Yashasin Iran Yashasin Azarbaijan, I LOVE YOU BOTH
Baku (Azerbaijani: Bakı; Cyrillic Бакы), sometimes known as Baky or Baki, is the capital and the largest city of Azerbaijan. It is located on the southern shore of the Apsheron Peninsula, at 40°23′N 49°52′E. Modern Baku consists of three parts: the Old Town (İçəri Şəhər), the boomtown and the Soviet-built town. Population (January 1, 2003 census): 2,074,300[1]. About 3 million people live in metropolitan area (due to large numbers of refugees and internally displaced persons).

The layout of the oil-rich city is rectangular, only in the oldest part of the city within the fortress walls the streets are crooked and narrow. The boomtown, south of the old city, was built after massive petroleum exploitation began nearly a century ago and has interesting beaux-arts architecture. Fine arts, history and literature museums are located there, all housed in the mansions of pre-Revolutionary millionaires.
Modern Baku spreads out from the city walls, its streets and buildings rising up hills that rim the Bay of Baku. Greater Baku is divided into 11 districts (Azizbayov, Binagadi, Garadagh, Narimanov, Nasimi, Nizami, Sabail, Sabunchu, Khatai, Surakhany and Yasamal) and 48 townships. Among these are townships on islands in the bay and one island town built on stilts in the Caspian Sea, 50-100 km from Baku proper (the so-called Oil Rocks).
Origin of the Name
The name Baku is widely believed to be derived from the old Persian names of the city Badu-kube, meaning "city where the wind blows", or Baghkuh, meaning "Mount of God". Arabic sources refer the city as Baku, Bakukh, Bakuya, and Bakuye, all of which seem to come from the original Persian name.
Other theories suggest that the name dates back to Zoroastrianism and comes from the word Baga meaning the "the sun" or "the god" in a number of ancient languages.

The history of Baku dates back to 1st millennium BC. The first written reference to Baku dates from 885.
The city became important after an earthquake destroyed Shemakha and in the 12th century, ruling Shirvanshah Ahsitan I made Baku the new capital.
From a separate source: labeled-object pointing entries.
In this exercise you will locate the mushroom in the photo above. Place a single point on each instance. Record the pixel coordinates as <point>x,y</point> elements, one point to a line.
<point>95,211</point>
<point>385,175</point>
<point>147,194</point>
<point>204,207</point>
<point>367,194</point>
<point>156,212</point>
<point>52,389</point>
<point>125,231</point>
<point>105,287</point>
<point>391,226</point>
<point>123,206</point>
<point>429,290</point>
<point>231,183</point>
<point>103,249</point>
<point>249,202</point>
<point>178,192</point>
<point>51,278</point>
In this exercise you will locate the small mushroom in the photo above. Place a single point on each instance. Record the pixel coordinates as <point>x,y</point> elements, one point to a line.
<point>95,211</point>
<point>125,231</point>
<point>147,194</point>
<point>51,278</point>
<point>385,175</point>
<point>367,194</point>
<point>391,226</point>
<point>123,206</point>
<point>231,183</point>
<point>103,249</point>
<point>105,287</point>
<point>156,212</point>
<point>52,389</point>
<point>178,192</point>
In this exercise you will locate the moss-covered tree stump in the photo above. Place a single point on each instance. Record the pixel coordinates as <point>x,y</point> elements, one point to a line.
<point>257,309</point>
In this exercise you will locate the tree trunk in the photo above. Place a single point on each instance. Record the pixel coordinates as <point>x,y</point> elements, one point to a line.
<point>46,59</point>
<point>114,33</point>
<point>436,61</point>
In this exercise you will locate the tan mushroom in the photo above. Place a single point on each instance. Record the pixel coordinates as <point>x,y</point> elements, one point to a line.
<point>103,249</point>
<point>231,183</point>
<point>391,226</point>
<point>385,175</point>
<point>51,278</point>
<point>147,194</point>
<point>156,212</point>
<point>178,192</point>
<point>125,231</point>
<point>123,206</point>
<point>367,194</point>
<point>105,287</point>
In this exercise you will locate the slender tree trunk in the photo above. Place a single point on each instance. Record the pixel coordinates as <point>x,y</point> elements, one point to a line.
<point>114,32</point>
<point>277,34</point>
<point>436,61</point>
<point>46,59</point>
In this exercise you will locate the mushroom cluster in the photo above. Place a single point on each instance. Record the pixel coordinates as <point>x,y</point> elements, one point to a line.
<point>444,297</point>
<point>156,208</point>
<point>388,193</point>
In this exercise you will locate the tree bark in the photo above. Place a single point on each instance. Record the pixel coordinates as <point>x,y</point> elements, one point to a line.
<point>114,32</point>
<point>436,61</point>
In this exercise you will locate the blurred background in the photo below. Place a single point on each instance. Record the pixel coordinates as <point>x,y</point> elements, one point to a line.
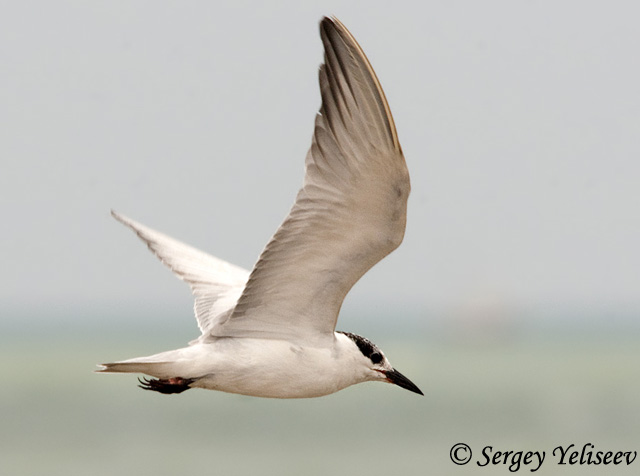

In 1501 shah Ismail I Safavi laid a siege to Baku. At this time the city was however enclosed with the lines of strong walls, which were washed by sea on one side and protected by a wide trench on land. In 1540 Baku was again captured by the Safavid troops. In 1604 the Baku fortress was destroyed by Iranian shah Abbas I.

On June 26, 1723 after a lasting siege and firing from the cannons Baku surrendered to the Russians. According to Peter the Great's decree the soldiers of two regiments (2,382 people) were left in the Baku garrison under the command of Prince Baryatyanski, the commandant of the city. In 1795 Baku was invaded and destroyed by Aga Muhammad khan Kajar and the tsarist Russia began maintaining a policy of subduing Azerbaijan to itself. In the spring of 1796 by Yekaterina II’s order General Zubov’s troops started a large campaign in Transcaucasia. Baku surrendered after the first demand of Zubov who had sent 6,000 militants to capture the city. On June 13, 1796 the Russian flotilla entered the Baku bay and a garrison of the Russian troops was placed in the city. General Pavel Tsitsianov was appointed the Baku's commandant. Later however Pavel I ordered to cease the campaign and withdraw the Russian forces back. In March, 1797 the tsarist troops left Baku but a new tsar, Alexander I began to show a special interest in capturing Baku. In 1803 Tsitsianov reached an agreement with the Baku khan to compromise, but the agreement was soon annulled. On February 8, 1806, after the city was surrendered, under the accompaniment of the retinue Huseyngulu khan left the city to present the city’s keys to Sisianov.
In 1813, Russia signed the Treaty of Gulistan with Persia, which provided for the cession of Baku and most of the Caucasus from Iran and their annexation by Russia.